The value of the SAC at 0 ms lag is termed the correlation index, and it describes the propensity for a neuron to spike with submillisecond precision across multiple presentations of the same song, with a value of 1 indicating chance and larger values indicating greater degrees of trial-to-trial precision. BS neurons in the higher-level AC had significantly higher correlation

index values (10.3 ± 13.0) than did midbrain, primary AC, or higher-level AC NS neurons (correlation indexes of 2.8 ± 3.1; 2.5 ± 1.9; and 2.1 ± 0.7, respectively; Figure 2E). Also in contrast to other populations, BS neurons were typically driven by a subset of songs (6.9 ± 5.2 out of 15), while midbrain, primary AC, and higher-level AC NS neurons

responded BLU9931 concentration to nearly every song (14.4 ± 2.5; 14.7 ± 1.9; and 14.96 ± 0.21 out of 15, respectively). We quantified response selectivity Entinostat mouse as 1 − (n/15), where n was the number of songs to which an individual neuron reliably responded. BS neurons in the higher-level AC were significantly more selective than were neurons in other populations (Figure 2F). Broad and narrow populations of neurons in the midbrain and primary AC did not differ in the neural coding of song (Figure S4). Furthermore, we found no systematic relationship between response properties of primary AC neurons and anatomical location ADAMTS5 along the dorsal-ventral or anterior-posterior axes,

each of which correlates with the location of subregions (Figure S5).
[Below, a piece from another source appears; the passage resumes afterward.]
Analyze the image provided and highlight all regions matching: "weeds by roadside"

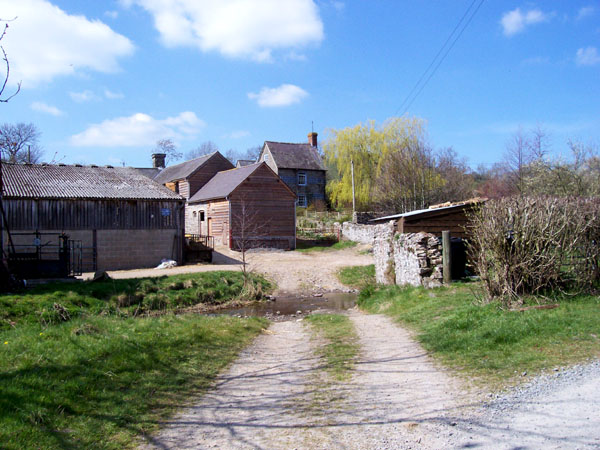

Together, these results show that the neural coding of song changes minimally between the midbrain and primary AC, but a stark transformation in song coding occurs between the primary AC and BS neurons in the higher-level AC. As a population, BS neurons represented songs with a sparse and distributed population code, in contrast to neurons in upstream areas. The BS neurons driven by a particular song each produced discrete spiking events at different times in the song (Figure 3A), resulting in a sparse neural representation that was distributed across the population. We quantified population sparseness by measuring the fraction of neurons in each population that were active during a sliding window of 63 ms, which is the average duration of a zebra finch song note (the basic acoustic unit of song; see spectrogram in Figure 3A). While more than 70% of neurons in upstream auditory areas fired during an average 63 ms window, fewer than 5% of BS neurons were active during the same epoch (Figure 3B). Despite the markedly different population coding of song in the BS population compared to the NS and upstream populations (Figure S3), the temporal pattern produced by the BS population was similar to the temporal patterns produced by the dense coding populations (Figure 3C).